Gender and Practice: Insights from the Field is the first of two volumes in Advances in Gender Research (Emerald) series that aims to forge a link between the study of gender and the praxis of gender. It specifically includes contributions focused on the role of education, training and knowledge transfer by authors representing both academia and practice. The second volume in the Advances in Gender Research series is titled Gender and Practice: Knowledge, Policy, Organizations, focuses on the role that feminists play as translators of gender knowledge in diverse settings around the world. The editors – Vasilikie Demos, Marcia Texler Segal, and Kristy Kelly – developed this two-part series to draw attention to the ways that feminists as educators and leaders engaged in a systematic struggle for gender equality. They are guided by their understanding that social life is not simply gendered, but that it is hierarchically gendered, and therefore must be deconstructed. Practice is that understanding put into systematic action. Contributors explicitly focus on the ways in which their attempts to implement social change is gendered, as are the relationships between gender scholarship and their work in the field.

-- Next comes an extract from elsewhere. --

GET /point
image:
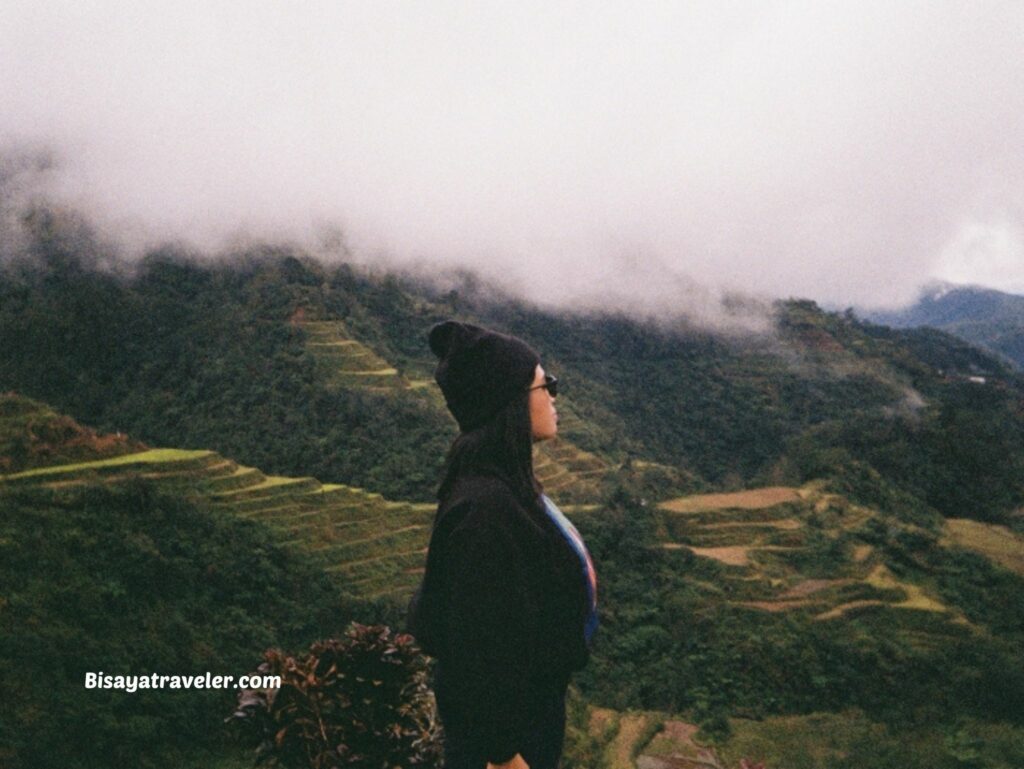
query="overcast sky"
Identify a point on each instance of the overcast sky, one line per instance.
(846, 152)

The first volume examines practices aimed at engendering higher education settings or knowledge transfer processes taking place within them; the role of training for feminist knowledge transfer in the spaces, places and process of community action; and the specific context of knowledge transfer in the field. The second volume emphasizes practices in transferring gender knowledge into policy and organizational settings. Chapters highlight the work that practitioners do in testing and evaluating programs and interventions, measuring impact, identifying gaps in understanding, building distributed leadership structures, and translating their gender knowledge into new fields. Together they illustrate what is meant by feminist praxis and illuminate context-specific challenges and opportunities that feminists face, as well as offers concrete lessons for others engaged in similar work.

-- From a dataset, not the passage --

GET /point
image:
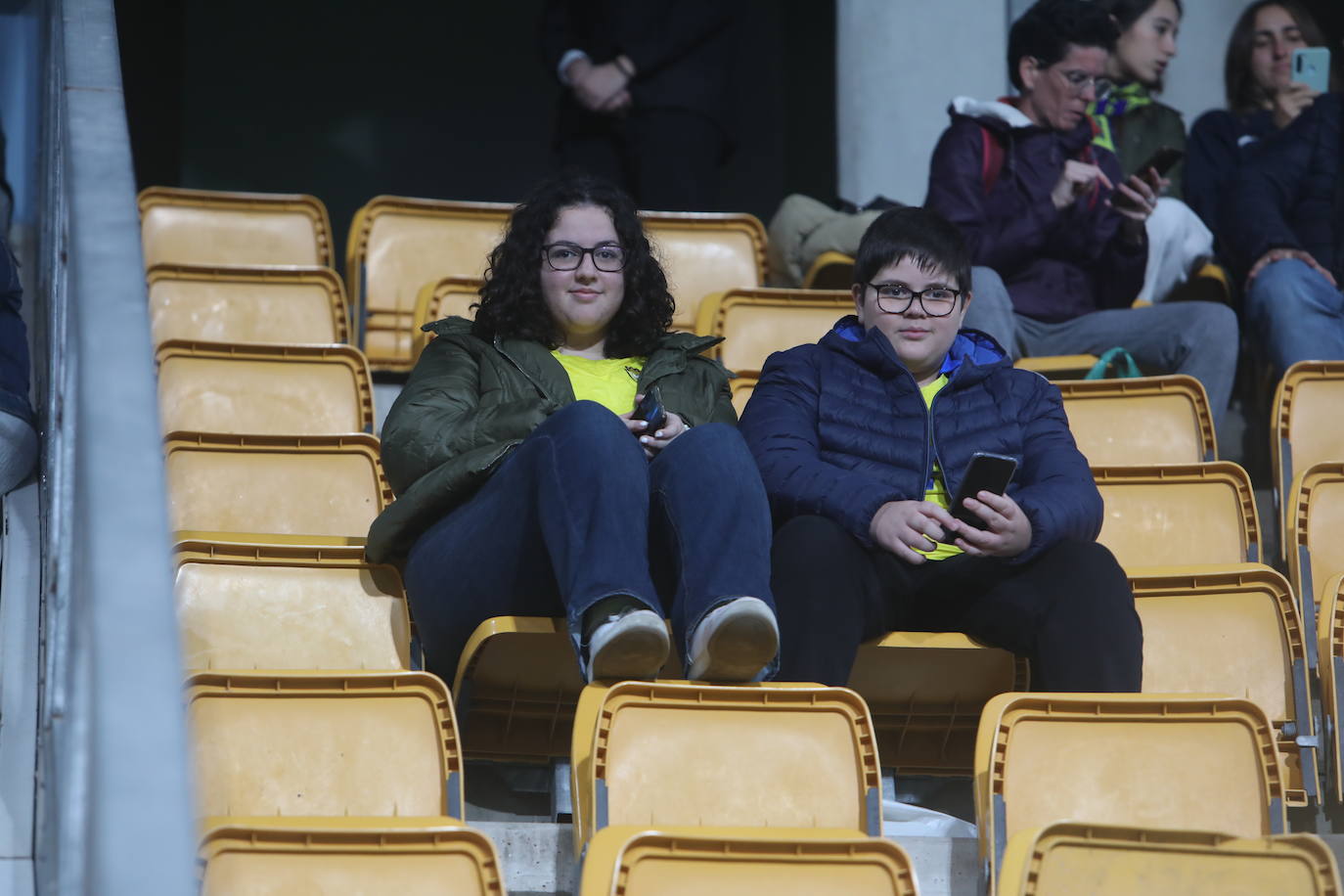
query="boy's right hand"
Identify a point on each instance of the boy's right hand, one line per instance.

Among the insights gleaned from the reading of these two volumes is that feminist knowledge transfer is key to reaching global commitments to mainstream gender into organization and development policymaking, budgeting, program implementation, and assessment. Gender mainstreaming has been conceptualized as a strategy to ensure that gender and the goal of gender equality are central to all activities pertaining to development in order to bring about a transformative social change. However, implementation of this concept has proven to be problematic. It has sometimes led to a focus on women and the insertion of women into development (WID) while discounting, with at times disastrous results, men and men’s critical role in social action. A better way to realize gender mainstreaming is by conceptualizing it as slow revolution with embodied individuals resisting gender inequality and reproducing gender equality on a day-by-day basis in intersectional settings, moving forward on gender equality, but also at times stepping back. The chapters included here illustrate this revolution as widespread and taking place both inside and outside mainstreaming institutions around the world. They also illustrate the complexity of the knowledge transfer process to effective mainstreaming through education, training and practice.

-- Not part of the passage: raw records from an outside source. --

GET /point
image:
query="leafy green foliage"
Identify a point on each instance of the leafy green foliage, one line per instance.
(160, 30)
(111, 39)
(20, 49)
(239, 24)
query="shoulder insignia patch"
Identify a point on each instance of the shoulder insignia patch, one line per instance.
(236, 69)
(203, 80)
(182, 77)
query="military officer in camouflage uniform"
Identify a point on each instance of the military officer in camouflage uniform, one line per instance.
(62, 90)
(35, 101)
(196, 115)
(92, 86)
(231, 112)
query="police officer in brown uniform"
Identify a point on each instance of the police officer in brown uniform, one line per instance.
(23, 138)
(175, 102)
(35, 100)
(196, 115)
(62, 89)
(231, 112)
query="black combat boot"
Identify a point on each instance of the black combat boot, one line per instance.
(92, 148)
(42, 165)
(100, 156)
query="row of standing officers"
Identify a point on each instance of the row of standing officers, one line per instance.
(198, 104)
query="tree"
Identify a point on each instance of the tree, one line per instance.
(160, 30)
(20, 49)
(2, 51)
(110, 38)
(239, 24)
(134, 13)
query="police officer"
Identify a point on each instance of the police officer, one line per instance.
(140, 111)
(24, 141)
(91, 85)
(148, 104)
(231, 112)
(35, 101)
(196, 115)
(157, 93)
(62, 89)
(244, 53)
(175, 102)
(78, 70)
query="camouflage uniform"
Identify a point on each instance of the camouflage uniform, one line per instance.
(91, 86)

A second insight is that is that even with the best of intentions, gender practice does not produce revolutions. Feminist administrators work within institutional constraints, professors teaching gender and development must begin where the students are, and change occurs incrementally. In the field, trainers must see their teams intersectionally, respecting each member while also needing to convince them of the value of collecting gender data. Some kinds of change, such as those involving cultural shifts, are more difficult to measure and take more time than others. Change on the ground requires support from governments, donors and community leaders who may have conflicting goals and different understandings of gender than those held by the project team and the gender specialists. Educators have a particularly important role to play as they work to transform gender equality policy goals into transformative change on the ground.